A Moscow court on Tuesday ordered Navalny to prison for two years and eight months, finding that he violated the terms of his probation while recuperating in Germany, a ruling that caused global outrage and triggered new protests in Moscow and St. Petersburg. Like Mr Putin, Mr Peskov avoided mentioning Mr Navalny by name.
Massive protests erupted after Mr Navalny, a 44-year-old anti-corruption campaigner, was arrested on January 17 upon returning from his five-month convalescence in Germany from nerve agent poisoning, which he has blamed on the Kremlin.
She thanked supporters on Instagram, saying: "There are so many good, strong and fair people who support Alexei and myself that there is no way to step back and there is nothing to fear.
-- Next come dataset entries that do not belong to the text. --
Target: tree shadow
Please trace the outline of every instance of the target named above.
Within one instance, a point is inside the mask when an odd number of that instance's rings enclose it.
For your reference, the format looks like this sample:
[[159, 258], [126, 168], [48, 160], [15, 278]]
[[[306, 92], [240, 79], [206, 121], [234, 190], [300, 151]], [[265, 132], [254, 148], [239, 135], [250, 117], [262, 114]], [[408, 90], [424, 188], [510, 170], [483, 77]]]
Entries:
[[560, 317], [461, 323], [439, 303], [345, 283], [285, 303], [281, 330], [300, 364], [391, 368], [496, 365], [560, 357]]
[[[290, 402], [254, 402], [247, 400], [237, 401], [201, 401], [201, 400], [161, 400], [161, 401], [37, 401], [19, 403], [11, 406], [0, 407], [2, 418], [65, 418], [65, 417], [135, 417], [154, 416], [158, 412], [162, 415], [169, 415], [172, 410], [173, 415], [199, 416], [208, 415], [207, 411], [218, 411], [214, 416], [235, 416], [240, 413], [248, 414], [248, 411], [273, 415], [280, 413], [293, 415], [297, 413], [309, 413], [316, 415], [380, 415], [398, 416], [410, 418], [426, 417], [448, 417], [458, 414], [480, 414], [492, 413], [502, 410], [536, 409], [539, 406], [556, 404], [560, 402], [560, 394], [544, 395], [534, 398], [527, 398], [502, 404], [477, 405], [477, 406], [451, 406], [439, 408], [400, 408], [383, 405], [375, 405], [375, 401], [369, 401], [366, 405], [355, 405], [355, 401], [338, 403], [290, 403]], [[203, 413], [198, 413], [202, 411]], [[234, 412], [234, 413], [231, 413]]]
We will win anyway".
US Secretary of State Antony Blinken urged Moscow to immediately free Mr Navalny and those who were detained during protests.
Chancellor Angela Merkel's spokesman Steffen Seibert reiterated the German leader's call for Mr Navalny's immediate release on Wednesday and an end to the police crackdown against anti-government protesters.
Mr Navalny gestures to his wife Yulia during the hearing
"The European Court of Human Rights has already determined, in a 2017 judgement, that the conviction on which this sentence is based was arbitrary and manifestly unreasonable".
Meanwhile, the German government has said it was not ruling out further sanctions against Russian Federation over the verdict.
Mr Lavrov said he would present European Union foreign policy chief Josep Borrell with relevant videos to prove that point when he visited Moscow later this week.
Following Mr Navalny's arrest, authorities have moved swiftly to silence and isolate his allies.
The Kremlin also says police had been right to use force to break up protests over his imprisonment.
Asked about the harsh treatment of thousands of detainees, who spent many hours on police buses and were put in overcrowded cells, Russian President Vladimir Putin's spokesman, Dmitry Peskov, said that they have to bear responsibility for joining the unsanctioned protests.